The latest project from Microsoft Research entered beta today. It’s called ChronoZoom. It seems to use the same technology as the previous Microsoft Research project SeaDragon which allows you to embed high resolution images on the web and then zoom in or out to see the detail or the scale, respectively. This time, instead of zooming in on an image, you’re zooming in on history.

The ChronoZoom project is one big timeline. You can browse it with your mouse, dragging around to navigate and using the scroll wheel to zoom in or out. Like any good timeline, ChronoZoom gives you context. As you zoom into more specific timelines and events you receive more details. You start out on the scale of the cosmos but then you can zoom in further and further until you get to today. You can see details about World War II, the industrial revolution, the history of the Internet, recent US Presidents, or recent history of several other countries.

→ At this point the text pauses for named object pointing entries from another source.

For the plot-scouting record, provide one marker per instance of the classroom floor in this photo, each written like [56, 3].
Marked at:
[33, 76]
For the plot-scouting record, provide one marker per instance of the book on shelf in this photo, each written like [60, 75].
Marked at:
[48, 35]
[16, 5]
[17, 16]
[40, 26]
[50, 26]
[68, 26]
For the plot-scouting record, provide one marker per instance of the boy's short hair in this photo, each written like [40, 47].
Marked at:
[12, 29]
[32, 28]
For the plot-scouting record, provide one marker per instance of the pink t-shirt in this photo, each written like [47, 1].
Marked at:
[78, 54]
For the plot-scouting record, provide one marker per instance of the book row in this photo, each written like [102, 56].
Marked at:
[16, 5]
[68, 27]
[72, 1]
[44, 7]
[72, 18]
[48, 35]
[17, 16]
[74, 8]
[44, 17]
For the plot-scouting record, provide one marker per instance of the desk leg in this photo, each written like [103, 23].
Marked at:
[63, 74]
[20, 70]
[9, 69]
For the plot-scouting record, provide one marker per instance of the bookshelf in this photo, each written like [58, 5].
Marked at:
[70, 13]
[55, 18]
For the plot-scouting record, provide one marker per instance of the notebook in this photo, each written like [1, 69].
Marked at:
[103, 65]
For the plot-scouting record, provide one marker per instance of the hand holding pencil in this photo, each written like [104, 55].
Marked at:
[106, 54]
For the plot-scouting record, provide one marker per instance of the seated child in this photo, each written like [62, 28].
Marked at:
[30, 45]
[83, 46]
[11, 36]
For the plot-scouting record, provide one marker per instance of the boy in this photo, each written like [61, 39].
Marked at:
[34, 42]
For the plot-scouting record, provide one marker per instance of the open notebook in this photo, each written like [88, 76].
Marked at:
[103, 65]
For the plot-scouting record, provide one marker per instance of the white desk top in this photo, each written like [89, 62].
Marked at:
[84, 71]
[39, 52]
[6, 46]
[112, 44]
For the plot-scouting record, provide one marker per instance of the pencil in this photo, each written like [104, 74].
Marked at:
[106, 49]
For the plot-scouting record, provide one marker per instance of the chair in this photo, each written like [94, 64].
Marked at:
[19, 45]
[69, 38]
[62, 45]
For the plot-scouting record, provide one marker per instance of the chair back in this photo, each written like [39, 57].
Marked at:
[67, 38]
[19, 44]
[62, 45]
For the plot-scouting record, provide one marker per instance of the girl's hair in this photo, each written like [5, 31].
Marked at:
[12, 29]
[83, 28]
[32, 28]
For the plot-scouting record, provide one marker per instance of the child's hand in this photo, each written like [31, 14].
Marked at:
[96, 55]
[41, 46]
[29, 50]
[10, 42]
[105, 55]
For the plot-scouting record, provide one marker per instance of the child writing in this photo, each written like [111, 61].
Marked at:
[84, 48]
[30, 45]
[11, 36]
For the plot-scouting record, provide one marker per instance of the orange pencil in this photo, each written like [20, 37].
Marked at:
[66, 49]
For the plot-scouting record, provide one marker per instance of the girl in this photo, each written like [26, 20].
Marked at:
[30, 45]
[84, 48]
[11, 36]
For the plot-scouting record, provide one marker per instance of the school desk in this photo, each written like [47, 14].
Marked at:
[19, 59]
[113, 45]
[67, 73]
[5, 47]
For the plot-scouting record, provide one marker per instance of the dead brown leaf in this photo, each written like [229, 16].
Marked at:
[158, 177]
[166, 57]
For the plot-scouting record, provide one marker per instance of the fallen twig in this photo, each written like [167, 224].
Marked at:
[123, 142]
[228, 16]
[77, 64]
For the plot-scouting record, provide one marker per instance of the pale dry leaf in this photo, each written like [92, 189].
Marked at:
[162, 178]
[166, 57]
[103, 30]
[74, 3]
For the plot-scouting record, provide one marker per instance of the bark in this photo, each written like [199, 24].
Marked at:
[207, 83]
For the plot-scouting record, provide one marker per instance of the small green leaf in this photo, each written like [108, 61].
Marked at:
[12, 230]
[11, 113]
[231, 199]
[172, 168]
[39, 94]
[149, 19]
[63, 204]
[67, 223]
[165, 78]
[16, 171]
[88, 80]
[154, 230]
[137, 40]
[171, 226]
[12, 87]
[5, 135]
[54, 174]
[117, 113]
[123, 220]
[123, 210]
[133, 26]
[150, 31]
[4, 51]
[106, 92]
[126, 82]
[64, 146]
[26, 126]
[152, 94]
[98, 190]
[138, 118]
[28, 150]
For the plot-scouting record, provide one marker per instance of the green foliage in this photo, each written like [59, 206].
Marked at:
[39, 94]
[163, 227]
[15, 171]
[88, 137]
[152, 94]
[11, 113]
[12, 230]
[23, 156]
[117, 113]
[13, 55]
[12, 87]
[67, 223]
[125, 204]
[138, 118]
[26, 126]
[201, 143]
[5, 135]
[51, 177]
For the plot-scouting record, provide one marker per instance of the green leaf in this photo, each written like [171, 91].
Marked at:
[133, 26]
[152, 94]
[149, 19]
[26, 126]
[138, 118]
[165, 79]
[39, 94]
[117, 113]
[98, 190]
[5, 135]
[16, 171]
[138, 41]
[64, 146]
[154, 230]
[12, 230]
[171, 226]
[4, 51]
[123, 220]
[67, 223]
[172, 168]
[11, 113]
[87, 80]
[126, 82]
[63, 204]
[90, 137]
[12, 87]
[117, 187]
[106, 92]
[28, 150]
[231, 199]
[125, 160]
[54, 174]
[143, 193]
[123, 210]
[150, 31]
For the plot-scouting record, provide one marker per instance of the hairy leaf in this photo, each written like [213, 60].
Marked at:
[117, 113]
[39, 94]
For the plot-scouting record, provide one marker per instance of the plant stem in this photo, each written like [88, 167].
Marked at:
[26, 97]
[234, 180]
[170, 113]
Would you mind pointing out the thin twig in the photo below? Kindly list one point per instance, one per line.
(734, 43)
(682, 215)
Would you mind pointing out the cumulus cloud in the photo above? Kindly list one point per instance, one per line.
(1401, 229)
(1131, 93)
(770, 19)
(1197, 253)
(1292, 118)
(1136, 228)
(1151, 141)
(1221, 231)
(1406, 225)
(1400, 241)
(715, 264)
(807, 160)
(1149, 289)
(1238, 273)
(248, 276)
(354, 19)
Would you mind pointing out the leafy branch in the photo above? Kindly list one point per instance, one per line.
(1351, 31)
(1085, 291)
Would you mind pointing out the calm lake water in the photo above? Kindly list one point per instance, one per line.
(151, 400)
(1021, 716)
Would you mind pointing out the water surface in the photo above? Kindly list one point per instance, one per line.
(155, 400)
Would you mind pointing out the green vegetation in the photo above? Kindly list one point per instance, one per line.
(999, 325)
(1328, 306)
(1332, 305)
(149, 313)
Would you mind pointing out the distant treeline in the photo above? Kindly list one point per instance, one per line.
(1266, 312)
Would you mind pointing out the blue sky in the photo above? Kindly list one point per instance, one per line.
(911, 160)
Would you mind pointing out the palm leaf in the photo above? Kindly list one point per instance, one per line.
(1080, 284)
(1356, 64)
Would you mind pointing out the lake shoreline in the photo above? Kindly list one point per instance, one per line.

By zooming in, you realize how small everything is in context of the greater time that has already passed. Check out ChronoZoom for an interesting experience. The potential is outstanding as more information gets added to ChronoZoom. As the Microsoft Research Connections blog puts it:

In so doing, ChronoZoom emerges as a potentially vital tool in the evolving field of Big History, which attempts to unify the past—all of the past, from the beginning of time, some 13.7 billion years ago, to the present—through the four major regimes: cosmic history, Earth history, life history, and human history. Big History offers a broad understanding of how the past has unfolded, and it lets us explore the unifying characteristics that can bridge the intellectual chasm between the humanities and the sciences.